Prof. Dr. Ünal, anlaşmanın içeriğinde “Mültecilerin güvenli dönüşü” ile ilgili bir maddenin yer almasının dikkat çekici olduğunu belirtti. Bu durumun, Türkiye'nin kontrolündeki topraklara geri dönüşü ifade edebileceğini düşündüğünü aktardı. Normalde, Suriyelilerin geri dönüşü ve garantileri konusunun Suriye devletinin tek taraflı bir konusu olduğunu belirtti.

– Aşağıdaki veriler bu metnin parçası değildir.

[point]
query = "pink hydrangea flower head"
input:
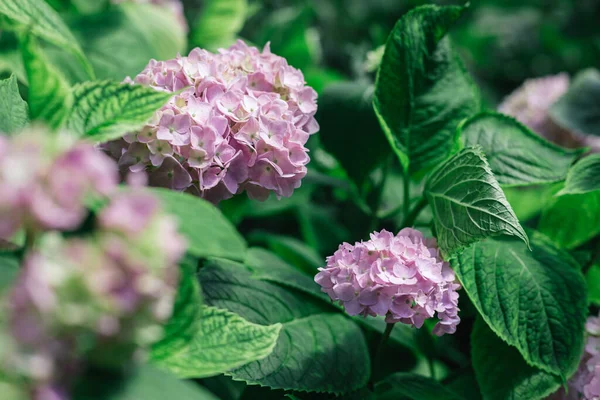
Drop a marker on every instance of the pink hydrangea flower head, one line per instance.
(101, 300)
(240, 124)
(531, 102)
(585, 384)
(401, 277)
(45, 181)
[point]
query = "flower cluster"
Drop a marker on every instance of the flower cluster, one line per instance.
(240, 122)
(530, 104)
(175, 6)
(585, 384)
(99, 300)
(402, 277)
(45, 181)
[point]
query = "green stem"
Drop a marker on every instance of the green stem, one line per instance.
(595, 256)
(431, 367)
(411, 217)
(379, 195)
(406, 201)
(376, 367)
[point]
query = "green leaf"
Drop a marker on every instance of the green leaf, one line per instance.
(120, 41)
(219, 23)
(183, 324)
(516, 155)
(422, 90)
(572, 219)
(145, 382)
(414, 387)
(267, 266)
(593, 284)
(529, 201)
(223, 341)
(106, 110)
(579, 110)
(350, 130)
(208, 232)
(38, 19)
(501, 371)
(317, 351)
(292, 250)
(468, 203)
(534, 300)
(49, 94)
(13, 109)
(584, 176)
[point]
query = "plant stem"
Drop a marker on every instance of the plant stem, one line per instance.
(378, 195)
(431, 367)
(377, 359)
(406, 201)
(410, 218)
(595, 256)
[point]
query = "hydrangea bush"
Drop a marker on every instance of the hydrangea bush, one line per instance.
(239, 123)
(165, 234)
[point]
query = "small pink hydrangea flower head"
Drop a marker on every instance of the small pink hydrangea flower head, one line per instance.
(241, 123)
(585, 384)
(46, 180)
(401, 277)
(531, 102)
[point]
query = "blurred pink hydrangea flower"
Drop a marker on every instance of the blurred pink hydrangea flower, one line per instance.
(531, 103)
(240, 123)
(585, 384)
(401, 277)
(45, 180)
(99, 300)
(175, 6)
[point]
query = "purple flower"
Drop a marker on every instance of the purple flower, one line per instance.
(401, 277)
(531, 103)
(240, 124)
(46, 181)
(100, 300)
(585, 384)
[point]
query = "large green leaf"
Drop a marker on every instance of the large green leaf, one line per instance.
(120, 41)
(40, 20)
(208, 232)
(584, 177)
(533, 299)
(350, 130)
(267, 266)
(13, 109)
(423, 91)
(219, 23)
(317, 351)
(183, 325)
(49, 95)
(579, 110)
(468, 203)
(145, 382)
(501, 371)
(593, 283)
(412, 387)
(292, 250)
(223, 341)
(516, 155)
(572, 219)
(106, 110)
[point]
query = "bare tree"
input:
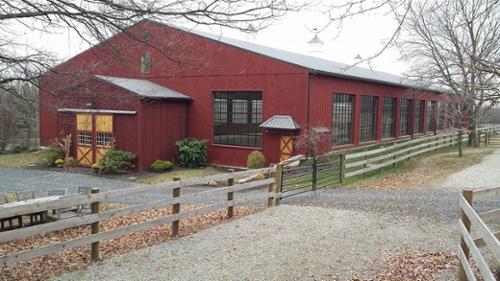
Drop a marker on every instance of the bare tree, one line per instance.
(96, 20)
(7, 120)
(448, 43)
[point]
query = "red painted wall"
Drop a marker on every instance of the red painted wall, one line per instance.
(323, 89)
(196, 67)
(161, 125)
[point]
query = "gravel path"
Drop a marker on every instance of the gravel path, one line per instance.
(483, 175)
(313, 236)
(282, 243)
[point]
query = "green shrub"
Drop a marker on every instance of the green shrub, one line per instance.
(191, 152)
(159, 166)
(51, 154)
(19, 148)
(116, 161)
(70, 162)
(256, 160)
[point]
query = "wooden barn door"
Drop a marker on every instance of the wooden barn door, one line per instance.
(85, 140)
(94, 137)
(104, 135)
(286, 147)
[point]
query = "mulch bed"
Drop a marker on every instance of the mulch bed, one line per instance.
(42, 268)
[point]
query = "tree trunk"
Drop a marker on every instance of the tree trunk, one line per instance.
(28, 137)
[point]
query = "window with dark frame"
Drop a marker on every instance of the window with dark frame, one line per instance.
(104, 139)
(404, 117)
(430, 112)
(236, 118)
(146, 63)
(388, 117)
(418, 125)
(439, 116)
(343, 111)
(368, 118)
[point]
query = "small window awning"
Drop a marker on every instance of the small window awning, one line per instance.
(280, 123)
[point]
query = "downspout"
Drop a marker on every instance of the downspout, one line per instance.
(310, 75)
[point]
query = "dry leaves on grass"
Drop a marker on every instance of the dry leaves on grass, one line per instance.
(425, 171)
(415, 266)
(45, 267)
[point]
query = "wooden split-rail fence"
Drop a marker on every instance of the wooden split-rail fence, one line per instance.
(470, 245)
(173, 196)
(280, 182)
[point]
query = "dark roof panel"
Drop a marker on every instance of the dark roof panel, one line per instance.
(144, 88)
(280, 123)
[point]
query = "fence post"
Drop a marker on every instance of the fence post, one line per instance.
(394, 155)
(459, 142)
(342, 169)
(176, 208)
(94, 227)
(278, 184)
(467, 194)
(315, 173)
(230, 197)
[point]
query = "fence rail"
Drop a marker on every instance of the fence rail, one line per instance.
(469, 246)
(334, 169)
(270, 195)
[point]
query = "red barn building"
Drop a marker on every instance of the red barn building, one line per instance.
(154, 84)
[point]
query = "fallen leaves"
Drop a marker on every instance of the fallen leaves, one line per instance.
(55, 264)
(425, 171)
(417, 265)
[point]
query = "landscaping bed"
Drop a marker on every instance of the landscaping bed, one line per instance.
(43, 268)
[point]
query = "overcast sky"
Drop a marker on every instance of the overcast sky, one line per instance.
(363, 35)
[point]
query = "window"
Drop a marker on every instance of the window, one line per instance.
(439, 116)
(342, 119)
(418, 128)
(388, 113)
(145, 36)
(237, 116)
(404, 117)
(104, 139)
(85, 138)
(145, 63)
(368, 118)
(431, 106)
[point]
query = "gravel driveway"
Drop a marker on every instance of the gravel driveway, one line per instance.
(282, 243)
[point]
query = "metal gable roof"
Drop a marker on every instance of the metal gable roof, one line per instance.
(316, 64)
(144, 88)
(280, 122)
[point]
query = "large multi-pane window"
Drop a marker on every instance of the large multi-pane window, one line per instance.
(418, 110)
(237, 116)
(343, 110)
(388, 117)
(404, 117)
(368, 118)
(430, 111)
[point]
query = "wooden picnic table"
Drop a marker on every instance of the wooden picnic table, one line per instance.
(35, 217)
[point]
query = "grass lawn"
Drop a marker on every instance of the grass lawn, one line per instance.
(23, 159)
(183, 173)
(427, 170)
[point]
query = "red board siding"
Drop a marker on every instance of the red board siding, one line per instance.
(161, 125)
(197, 67)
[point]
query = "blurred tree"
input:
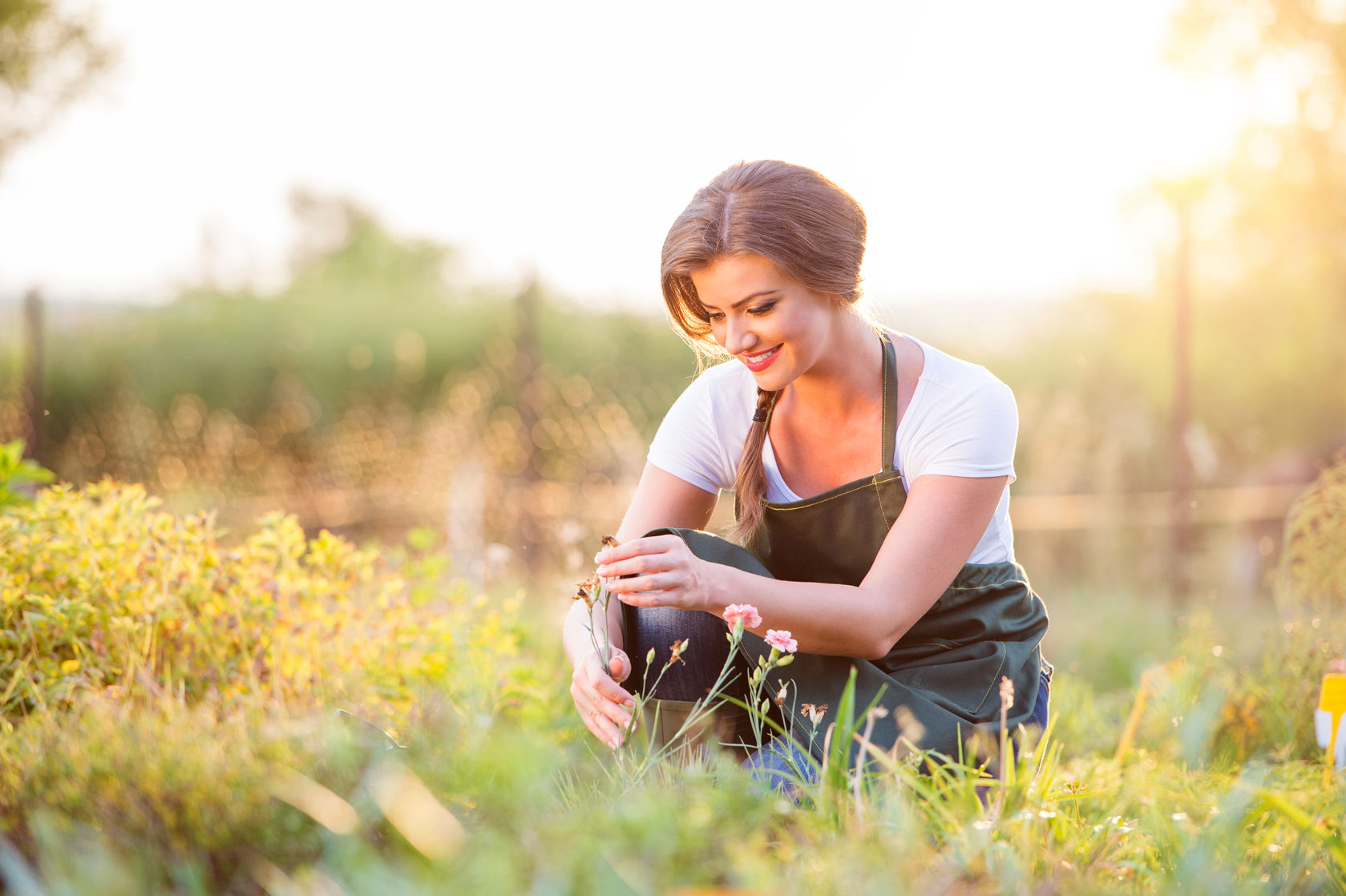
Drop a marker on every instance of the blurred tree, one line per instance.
(49, 54)
(1268, 346)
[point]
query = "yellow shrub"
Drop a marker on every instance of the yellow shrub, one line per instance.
(100, 591)
(1312, 572)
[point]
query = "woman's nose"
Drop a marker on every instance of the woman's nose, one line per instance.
(738, 337)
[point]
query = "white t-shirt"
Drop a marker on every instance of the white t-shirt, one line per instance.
(961, 422)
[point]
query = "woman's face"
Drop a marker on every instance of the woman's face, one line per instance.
(771, 323)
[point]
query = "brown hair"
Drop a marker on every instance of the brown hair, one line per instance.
(809, 228)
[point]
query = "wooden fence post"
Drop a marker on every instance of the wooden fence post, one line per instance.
(33, 364)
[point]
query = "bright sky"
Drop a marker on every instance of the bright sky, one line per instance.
(992, 144)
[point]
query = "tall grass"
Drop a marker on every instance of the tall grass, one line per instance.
(170, 761)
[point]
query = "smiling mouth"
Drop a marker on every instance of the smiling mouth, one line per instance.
(761, 360)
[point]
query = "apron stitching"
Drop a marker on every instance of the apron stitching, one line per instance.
(993, 584)
(992, 681)
(879, 495)
(876, 479)
(819, 502)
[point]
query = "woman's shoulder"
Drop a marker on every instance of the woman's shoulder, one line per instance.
(726, 381)
(947, 370)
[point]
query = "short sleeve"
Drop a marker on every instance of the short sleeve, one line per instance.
(696, 439)
(973, 435)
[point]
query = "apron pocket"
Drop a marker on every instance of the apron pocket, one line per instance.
(963, 678)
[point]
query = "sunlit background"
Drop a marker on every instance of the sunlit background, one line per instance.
(398, 267)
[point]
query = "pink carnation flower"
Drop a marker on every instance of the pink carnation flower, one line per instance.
(746, 614)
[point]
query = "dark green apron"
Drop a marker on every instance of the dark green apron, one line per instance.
(947, 669)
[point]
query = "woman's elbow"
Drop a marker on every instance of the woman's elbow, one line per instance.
(878, 648)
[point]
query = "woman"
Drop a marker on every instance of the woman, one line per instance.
(871, 475)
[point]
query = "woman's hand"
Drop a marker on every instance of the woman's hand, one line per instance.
(602, 703)
(661, 572)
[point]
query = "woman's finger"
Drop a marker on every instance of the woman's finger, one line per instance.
(608, 723)
(649, 582)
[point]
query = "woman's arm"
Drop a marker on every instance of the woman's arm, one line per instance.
(661, 499)
(935, 535)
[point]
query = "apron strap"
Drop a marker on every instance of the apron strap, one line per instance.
(890, 402)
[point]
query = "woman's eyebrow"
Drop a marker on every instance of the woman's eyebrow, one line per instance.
(747, 299)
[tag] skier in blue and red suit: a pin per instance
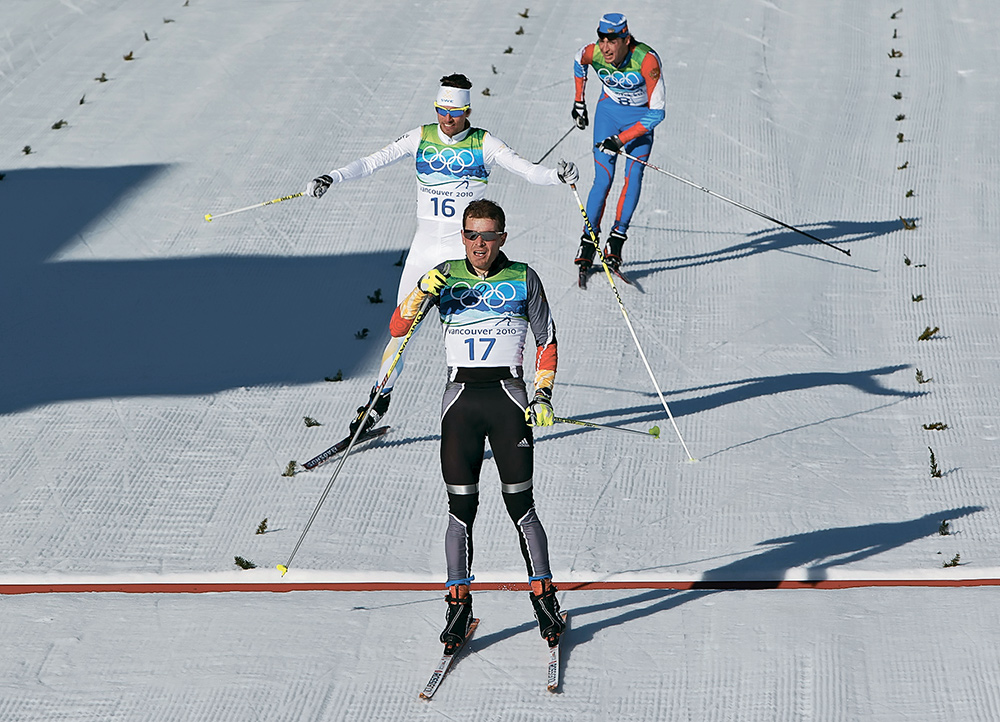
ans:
(632, 103)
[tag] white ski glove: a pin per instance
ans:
(318, 186)
(568, 172)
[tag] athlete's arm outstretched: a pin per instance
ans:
(405, 145)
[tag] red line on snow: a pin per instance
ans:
(280, 587)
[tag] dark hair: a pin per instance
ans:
(487, 209)
(456, 80)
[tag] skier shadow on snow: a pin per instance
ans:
(733, 392)
(817, 551)
(165, 326)
(836, 232)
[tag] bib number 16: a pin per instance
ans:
(445, 208)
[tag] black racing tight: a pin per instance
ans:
(472, 413)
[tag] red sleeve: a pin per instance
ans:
(399, 326)
(546, 358)
(651, 73)
(580, 73)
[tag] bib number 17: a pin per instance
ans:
(471, 343)
(444, 207)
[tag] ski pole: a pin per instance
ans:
(736, 203)
(572, 128)
(654, 432)
(621, 305)
(283, 568)
(209, 217)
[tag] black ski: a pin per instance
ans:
(445, 664)
(553, 670)
(343, 444)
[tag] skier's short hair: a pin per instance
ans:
(456, 80)
(484, 208)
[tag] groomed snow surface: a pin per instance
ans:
(156, 369)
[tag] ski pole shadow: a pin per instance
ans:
(714, 396)
(100, 328)
(817, 551)
(836, 232)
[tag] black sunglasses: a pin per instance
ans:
(485, 235)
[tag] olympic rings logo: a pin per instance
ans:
(454, 161)
(618, 79)
(494, 296)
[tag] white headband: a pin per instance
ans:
(453, 97)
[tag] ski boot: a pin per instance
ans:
(613, 251)
(378, 411)
(458, 619)
(585, 257)
(546, 606)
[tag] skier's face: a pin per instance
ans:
(614, 50)
(450, 123)
(481, 252)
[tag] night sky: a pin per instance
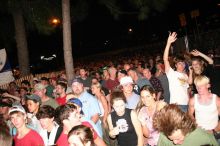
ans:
(100, 32)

Türkiye'nin, “isteyenler gider” yaklaşımını sürdürdüğünü ifade eden Ünal, bu maddenin anlaşmaya eklenmesinin, Türkiye'nin kontrolündeki topraklara geri dönüşleri gündeme getirdiğini belirtti. Bu durum, ilerleyen süreçte Türkiye'ye “Suriye’den çekil” çağrılarının yapılmasına neden olabilir.
Sonuç olarak, Suriye'deki bu yeni anlaşma, bölgedeki dinamikleri değiştirebilir. Suriye karabasanının yeni bir aşamaya girdiği düşünülüyor. Anlaşmanın içeriği ve tarafların tutumları, Suriye'nin geleceği açısından kritik bir öneme sahip. Sığınmacıların durumu ve Türkiye'nin rolü, önümüzdeki dönemde daha fazla tartışılacak konular arasında yer alıyor.
Bu gelişmeler, Suriye'deki iç savaşın sona erip ermediği konusunda belirsizlik yaratıyor. Anlaşmanın uygulanabilirliği ve tarafların niyetleri, Suriye'nin geleceği üzerinde belirleyici bir etkiye sahip olacak. Suriye'deki bu yeni dönem, uluslararası ilişkiler açısından da önemli sonuçlar doğurabilir.